There are performance issues with the architecture around serve a lot and Don feels they charge a bit too much (though not egregiously) for bandwidth. His view is that if you use more than a Gigabit connection, Amazon may be too expensive, but that they’re fine up to that usage level.
His top feature requests:
– Better DB support/persistence
– Control over where physically your data winds up to avoid the “my whole rack died” problem that Joyce Park talked about.

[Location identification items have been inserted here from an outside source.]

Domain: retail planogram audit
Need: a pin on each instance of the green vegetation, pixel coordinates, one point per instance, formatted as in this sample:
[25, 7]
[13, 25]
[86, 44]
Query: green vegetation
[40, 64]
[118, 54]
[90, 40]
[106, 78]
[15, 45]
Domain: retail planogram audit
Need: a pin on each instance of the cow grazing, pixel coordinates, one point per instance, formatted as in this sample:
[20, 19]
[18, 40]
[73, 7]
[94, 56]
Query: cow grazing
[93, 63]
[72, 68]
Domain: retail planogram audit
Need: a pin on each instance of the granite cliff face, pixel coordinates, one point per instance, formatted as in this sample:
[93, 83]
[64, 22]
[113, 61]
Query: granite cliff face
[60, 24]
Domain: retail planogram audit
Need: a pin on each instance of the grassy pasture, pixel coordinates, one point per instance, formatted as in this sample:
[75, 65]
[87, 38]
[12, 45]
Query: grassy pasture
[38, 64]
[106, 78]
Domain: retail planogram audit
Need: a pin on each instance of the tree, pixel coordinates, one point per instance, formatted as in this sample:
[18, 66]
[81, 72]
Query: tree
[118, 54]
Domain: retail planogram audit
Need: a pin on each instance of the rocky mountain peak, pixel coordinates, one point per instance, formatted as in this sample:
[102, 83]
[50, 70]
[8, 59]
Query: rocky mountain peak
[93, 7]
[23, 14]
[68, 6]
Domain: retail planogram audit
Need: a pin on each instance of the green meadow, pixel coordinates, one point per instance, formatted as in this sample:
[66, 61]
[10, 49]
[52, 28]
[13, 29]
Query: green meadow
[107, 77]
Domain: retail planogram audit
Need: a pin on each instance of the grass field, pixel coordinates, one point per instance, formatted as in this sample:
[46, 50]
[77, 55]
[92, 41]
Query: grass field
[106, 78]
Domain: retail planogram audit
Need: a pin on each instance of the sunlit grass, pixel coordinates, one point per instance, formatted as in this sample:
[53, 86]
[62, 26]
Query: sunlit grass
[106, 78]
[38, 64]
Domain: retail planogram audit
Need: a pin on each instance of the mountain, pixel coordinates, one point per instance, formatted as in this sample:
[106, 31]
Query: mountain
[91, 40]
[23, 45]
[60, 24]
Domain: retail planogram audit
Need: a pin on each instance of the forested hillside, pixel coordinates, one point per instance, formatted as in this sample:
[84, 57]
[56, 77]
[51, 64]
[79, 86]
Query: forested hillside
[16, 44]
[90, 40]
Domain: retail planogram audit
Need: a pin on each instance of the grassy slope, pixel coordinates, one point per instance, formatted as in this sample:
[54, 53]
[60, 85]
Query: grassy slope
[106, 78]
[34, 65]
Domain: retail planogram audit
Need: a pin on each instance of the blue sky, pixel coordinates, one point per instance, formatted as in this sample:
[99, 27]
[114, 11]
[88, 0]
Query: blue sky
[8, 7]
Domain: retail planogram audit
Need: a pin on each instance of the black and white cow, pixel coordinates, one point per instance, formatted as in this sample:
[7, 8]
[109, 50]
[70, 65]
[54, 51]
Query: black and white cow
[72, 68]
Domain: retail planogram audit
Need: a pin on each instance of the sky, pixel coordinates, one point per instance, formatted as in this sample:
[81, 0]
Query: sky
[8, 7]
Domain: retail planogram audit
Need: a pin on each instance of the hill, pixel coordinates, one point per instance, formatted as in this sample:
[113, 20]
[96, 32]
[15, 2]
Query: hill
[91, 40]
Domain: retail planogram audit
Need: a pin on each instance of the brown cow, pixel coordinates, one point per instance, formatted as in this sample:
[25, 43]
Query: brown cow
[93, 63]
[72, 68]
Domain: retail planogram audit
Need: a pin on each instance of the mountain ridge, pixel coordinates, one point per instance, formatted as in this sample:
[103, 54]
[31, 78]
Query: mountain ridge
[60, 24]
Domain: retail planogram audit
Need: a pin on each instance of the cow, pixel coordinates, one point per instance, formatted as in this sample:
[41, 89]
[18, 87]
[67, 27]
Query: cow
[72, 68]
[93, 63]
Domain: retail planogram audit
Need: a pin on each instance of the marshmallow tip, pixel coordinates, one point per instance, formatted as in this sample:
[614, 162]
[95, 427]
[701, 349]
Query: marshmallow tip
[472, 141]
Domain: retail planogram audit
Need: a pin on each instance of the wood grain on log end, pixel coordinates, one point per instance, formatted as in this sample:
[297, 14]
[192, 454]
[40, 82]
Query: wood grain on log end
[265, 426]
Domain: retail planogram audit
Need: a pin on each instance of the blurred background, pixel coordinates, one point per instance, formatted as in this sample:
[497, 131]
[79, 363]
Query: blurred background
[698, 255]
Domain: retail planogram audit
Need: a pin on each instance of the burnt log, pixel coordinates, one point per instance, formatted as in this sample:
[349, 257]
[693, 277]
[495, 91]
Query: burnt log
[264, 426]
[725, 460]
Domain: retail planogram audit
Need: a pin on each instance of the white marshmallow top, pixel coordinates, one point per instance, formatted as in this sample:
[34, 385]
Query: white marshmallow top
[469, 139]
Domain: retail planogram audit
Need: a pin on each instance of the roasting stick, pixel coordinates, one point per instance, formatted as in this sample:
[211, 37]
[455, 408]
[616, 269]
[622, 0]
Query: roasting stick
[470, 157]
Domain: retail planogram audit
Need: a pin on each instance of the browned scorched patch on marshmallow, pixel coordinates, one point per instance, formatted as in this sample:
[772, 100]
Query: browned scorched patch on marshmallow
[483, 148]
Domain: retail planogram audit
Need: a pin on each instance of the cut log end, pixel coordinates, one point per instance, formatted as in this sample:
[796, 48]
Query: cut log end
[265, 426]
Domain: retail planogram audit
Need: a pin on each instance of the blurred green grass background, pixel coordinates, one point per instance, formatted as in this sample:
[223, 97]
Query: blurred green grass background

The Juicy Stuff and Other Observations
At the end of the startup presentations, they opened up the startup folks to questions from the audience. Without a doubt, the biggest source of questions surrounded database functionality:
– How do we make it persist?
– How do we make it fast?
– Can we run Oracle? Hmmm…
It’s so clear that this is the biggest obstacle to greater Amazon adoption. Fortunately, its also clear it will be fixed. I overheard one of the Amazon bigwigs telling someone to expect at least 3 end of year announcements to address the problem. What is less clear is whether the announcements would be:
a) Some sort of mySQL service all bundled up neatly
b) Machine configurations better suited to DB use: more spindles and memory was mentioned as desireable
c) Some solution to machines just going poof! In other words, persistence at least at a level where the machine can reboot, access the data on its disk, and take off again without being reimaged.
d) Some or all of the above.
Time will tell, but these guys know they need a solution.
The other observation I will make is one that echoes Don’s observation on Smugmug: I’m sure seeing a lot of Mac laptops out in the world. 3 of the 4 presenters were sporting Macs, and 2 of them had been customized with their company logos on the cover. Kewl!